Susceptibility-weighted Imaging: Technical Essentials and Clinical Neurologic Applications
By: Karen Holzberger, President & CEO of SpinTech MRI
Author(s): Sven Haller, MD, MSc, • E. Mark Haacke, PhD • Majda M. Thurnher, MD • Frederik Barkhof, MD, PhD
Read Full Paper: https://pubs.rsna.org/doi/abs/10.1148/radiol.2021203071?journalCode=radiology
Susceptibility-weighted imaging is an increasingly important adjunct in diagnosing a variety of neurologic diseases and provides a powerful tool to depict and help characterize microbleeds, veins, and other sources of susceptibility. Susceptibility-weighted imaging (SWI) evolved from simple two-dimensional T2*-weighted sequences to three-dimensional sequences with improved spatial resolution and enhanced susceptibility contrast. SWI is an MRI sequence sensitive to compounds that distort the local magnetic field (eg, calcium and iron), in which the phase information can differentiate. But the term SWI is colloquially used to denote high-spatial-resolution susceptibility-enhanced sequences across different MRI vendors and sequences even when phase information is not used.

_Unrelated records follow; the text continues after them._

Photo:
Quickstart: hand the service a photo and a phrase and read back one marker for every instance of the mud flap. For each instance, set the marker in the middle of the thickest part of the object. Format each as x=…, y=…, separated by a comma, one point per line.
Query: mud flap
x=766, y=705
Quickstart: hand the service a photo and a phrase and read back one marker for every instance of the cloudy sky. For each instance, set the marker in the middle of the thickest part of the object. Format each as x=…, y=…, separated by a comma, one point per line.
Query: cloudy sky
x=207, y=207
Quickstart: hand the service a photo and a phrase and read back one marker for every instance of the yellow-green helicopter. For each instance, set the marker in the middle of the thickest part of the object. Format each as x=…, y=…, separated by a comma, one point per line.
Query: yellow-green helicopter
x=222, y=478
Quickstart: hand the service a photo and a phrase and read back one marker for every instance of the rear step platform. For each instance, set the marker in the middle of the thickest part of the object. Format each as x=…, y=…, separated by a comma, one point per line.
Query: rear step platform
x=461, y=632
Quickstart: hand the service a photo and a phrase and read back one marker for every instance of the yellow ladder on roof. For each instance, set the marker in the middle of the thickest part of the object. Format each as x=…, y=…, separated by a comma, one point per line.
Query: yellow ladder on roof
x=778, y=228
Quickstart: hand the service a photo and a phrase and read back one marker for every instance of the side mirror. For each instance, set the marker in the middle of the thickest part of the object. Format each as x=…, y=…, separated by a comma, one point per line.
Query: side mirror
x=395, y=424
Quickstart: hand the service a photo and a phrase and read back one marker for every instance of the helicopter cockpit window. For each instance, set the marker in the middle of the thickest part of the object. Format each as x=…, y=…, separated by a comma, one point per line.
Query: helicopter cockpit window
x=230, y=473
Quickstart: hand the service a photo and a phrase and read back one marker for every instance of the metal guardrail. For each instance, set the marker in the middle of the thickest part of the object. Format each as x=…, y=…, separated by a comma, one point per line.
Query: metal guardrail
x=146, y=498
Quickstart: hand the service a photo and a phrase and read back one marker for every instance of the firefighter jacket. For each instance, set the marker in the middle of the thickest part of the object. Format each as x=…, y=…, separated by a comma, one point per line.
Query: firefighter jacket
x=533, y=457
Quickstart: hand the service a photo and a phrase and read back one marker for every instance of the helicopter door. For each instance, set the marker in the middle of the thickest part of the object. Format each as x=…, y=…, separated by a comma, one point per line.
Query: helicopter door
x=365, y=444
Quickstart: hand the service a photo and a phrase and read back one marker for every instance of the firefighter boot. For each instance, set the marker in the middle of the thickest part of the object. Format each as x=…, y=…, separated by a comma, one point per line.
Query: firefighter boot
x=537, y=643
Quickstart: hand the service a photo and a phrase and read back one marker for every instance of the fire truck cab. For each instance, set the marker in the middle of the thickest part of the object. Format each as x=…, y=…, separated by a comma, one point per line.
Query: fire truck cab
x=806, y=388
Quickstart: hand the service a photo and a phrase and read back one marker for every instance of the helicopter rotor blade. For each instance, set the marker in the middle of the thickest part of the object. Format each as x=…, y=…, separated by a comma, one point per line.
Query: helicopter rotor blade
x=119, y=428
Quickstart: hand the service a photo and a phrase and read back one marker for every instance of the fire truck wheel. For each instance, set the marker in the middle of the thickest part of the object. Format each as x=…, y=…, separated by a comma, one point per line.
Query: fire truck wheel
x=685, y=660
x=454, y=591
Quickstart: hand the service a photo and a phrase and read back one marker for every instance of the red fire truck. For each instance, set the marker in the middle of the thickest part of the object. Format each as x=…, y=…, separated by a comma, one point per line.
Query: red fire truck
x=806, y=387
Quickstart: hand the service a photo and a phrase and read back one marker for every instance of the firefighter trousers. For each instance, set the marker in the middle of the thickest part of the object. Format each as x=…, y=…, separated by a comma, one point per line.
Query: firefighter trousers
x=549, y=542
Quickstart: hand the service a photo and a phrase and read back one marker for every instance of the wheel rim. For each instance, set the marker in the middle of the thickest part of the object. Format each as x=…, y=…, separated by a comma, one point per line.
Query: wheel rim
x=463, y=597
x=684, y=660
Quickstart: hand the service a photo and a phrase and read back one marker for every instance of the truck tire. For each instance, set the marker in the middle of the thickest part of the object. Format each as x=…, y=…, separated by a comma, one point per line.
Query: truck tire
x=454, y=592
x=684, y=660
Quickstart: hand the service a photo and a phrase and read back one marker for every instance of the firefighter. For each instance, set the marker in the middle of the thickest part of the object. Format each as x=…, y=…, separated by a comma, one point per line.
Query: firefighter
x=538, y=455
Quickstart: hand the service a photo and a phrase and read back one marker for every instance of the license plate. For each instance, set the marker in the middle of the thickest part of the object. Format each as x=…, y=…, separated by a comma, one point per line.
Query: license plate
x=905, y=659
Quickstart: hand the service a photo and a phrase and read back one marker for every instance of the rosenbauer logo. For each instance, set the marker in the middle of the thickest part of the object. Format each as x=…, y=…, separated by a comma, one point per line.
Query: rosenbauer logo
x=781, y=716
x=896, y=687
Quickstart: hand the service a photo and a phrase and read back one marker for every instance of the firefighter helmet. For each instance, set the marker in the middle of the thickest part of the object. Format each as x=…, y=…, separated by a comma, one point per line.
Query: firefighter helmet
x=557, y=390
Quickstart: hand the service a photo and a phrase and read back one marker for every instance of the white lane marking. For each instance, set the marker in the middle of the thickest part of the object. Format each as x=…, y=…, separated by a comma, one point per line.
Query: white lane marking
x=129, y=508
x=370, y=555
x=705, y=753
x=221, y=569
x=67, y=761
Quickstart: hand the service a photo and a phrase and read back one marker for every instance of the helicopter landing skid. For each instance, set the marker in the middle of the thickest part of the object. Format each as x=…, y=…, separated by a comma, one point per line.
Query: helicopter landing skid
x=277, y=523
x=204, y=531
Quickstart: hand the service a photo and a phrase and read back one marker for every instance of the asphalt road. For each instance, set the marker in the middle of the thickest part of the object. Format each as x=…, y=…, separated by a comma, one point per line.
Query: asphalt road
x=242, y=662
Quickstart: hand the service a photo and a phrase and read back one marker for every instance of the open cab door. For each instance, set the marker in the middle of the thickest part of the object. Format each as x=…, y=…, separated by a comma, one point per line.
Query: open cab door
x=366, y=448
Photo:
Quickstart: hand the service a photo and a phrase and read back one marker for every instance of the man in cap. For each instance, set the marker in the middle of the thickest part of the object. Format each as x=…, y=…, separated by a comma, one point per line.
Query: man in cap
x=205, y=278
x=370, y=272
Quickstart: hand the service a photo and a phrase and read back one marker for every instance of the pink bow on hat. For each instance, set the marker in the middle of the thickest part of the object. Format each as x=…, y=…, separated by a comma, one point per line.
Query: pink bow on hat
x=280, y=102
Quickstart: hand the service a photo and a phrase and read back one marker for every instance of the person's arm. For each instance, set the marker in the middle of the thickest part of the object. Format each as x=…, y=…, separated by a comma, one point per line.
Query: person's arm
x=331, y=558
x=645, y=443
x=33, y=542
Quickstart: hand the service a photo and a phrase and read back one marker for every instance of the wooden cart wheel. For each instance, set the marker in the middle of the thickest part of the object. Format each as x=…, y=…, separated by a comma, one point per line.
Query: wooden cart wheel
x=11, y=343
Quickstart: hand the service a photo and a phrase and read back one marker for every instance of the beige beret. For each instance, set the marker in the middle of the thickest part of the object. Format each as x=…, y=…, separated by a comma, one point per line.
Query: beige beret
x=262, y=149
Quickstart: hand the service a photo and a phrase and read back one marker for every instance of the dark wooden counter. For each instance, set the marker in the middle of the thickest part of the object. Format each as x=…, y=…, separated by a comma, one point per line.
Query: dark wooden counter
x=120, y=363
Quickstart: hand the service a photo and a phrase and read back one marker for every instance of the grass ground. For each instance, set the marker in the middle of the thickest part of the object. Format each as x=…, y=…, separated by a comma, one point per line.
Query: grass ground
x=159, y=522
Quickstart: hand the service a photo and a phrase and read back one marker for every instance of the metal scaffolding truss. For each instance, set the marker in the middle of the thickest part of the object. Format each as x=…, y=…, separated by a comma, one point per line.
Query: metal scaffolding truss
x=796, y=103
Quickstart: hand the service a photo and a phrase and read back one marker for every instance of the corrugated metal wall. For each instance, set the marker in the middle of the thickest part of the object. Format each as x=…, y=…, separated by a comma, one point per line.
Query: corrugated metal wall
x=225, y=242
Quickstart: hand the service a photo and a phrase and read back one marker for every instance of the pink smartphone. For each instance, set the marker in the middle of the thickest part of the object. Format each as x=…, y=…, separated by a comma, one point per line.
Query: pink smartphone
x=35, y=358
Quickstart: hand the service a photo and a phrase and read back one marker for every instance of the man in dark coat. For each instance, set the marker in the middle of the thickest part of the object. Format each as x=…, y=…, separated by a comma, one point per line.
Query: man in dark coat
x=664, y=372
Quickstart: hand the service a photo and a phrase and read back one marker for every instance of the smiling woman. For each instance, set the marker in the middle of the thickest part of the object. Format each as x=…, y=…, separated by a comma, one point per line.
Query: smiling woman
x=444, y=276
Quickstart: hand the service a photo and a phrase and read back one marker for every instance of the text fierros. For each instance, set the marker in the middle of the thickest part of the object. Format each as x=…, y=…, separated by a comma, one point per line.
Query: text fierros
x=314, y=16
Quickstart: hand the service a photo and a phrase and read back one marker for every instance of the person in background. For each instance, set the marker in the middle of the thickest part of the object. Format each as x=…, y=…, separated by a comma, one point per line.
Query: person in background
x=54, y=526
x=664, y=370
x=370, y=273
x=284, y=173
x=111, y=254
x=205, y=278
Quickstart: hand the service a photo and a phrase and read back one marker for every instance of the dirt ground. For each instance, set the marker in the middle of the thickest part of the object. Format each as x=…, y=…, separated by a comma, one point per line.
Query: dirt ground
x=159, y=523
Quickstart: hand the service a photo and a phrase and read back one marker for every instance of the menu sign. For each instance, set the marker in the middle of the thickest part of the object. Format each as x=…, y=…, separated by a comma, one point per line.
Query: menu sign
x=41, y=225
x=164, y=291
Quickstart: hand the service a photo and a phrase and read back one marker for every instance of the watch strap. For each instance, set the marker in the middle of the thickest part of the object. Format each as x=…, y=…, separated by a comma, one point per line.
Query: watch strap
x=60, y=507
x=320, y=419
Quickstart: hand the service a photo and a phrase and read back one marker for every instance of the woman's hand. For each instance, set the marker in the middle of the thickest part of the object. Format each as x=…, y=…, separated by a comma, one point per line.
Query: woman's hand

The imaging appearance of SWI and related sequences strongly depends on the acquisition technique. Initially, SWI and related sequences were mostly used to improve the depiction of findings already known from standard two-dimensional T2*-weighted neuroimaging: more microbleeds in patients who are aging or with dementia or mild brain trauma; increased conspicuity of superficial siderosis in Alzheimer disease and amyloid angiopathy; and iron deposition in neurodegenerative diseases or abnormal vascular structures, such as capillary telangiectasia. But SWI also helps to identify findings not visible on standard T2*-weighted images: the nigrosome 1 in Parkinson disease and dementia with Lewy bodies, the central vein and peripheral rim signs in multiple sclerosis, the peripheral rim sign in abscesses, arterial signal loss related to thrombus, asymmetrically prominent cortical veins in stroke, and intratumoral susceptibility signals in brain neoplasms.